Better late than never – here is this week’s Featured Poem, for your delectation this Tuesday lunchtime.
Yesterday (27th October) was the centenary of the birth of Dylan Thomas, one of Wales’s most famous poets. Hopefully you will have celebrated by reading one of his works.
This week’s Featured Poem selection continues to celebrate verse hailing from the country, with a suitably haunting piece of poetry from one of its other poetic sons, Edward Thomas.
The dim sea glints chill. The white sun is shy,
And the skeleton weeds and the never-dry,
Rough, long grasses keep white with frost
At the hill-top by the finger-post;
The smoke of the traveller’s-joy is puffed
Over hawthorn berry and hazel tuft.
I read the sign. Which way shall I go?
A voice says: “You would not have doubted so
At twenty.” Another voice gentle with scorn
Says: “At twenty you wished you had never been born.”
One hazel lost a leaf of gold
From a tuft at the tip, when the first voice told
The other he wished to know what ‘twould be
To be sixty by this same post. “You shall see,”

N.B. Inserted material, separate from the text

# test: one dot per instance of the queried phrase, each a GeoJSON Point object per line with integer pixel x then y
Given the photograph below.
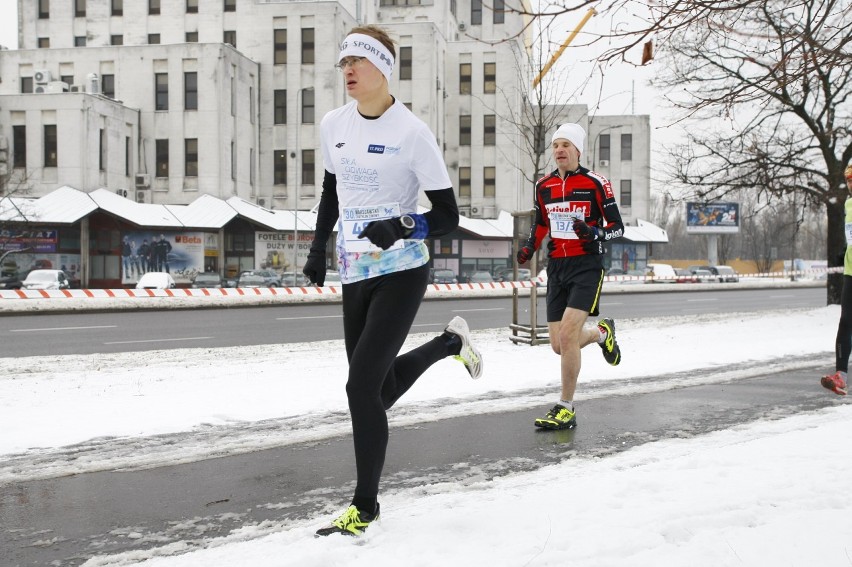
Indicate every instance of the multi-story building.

He laughed -and I had to join his laughter –
“You shall see; but either before or after,
Whatever happens, it must befall.
A mouthful of earth to remedy all
Regrets and wishes shall be freely given;
And if there be a flaw in that heaven
‘Twill be freedom to wish, and your wish may be
To be here or anywhere talking to me,
No matter what the weather, on earth,
At any age between death and birth, –
To see what day or night can be,
The sun and the frost, tha land and the sea,
Summer, Winter, Autumn, Spring, –
With a poor man of any sort, down to a king,
Standing upright out in the air
Wondering where he shall journey, O where?”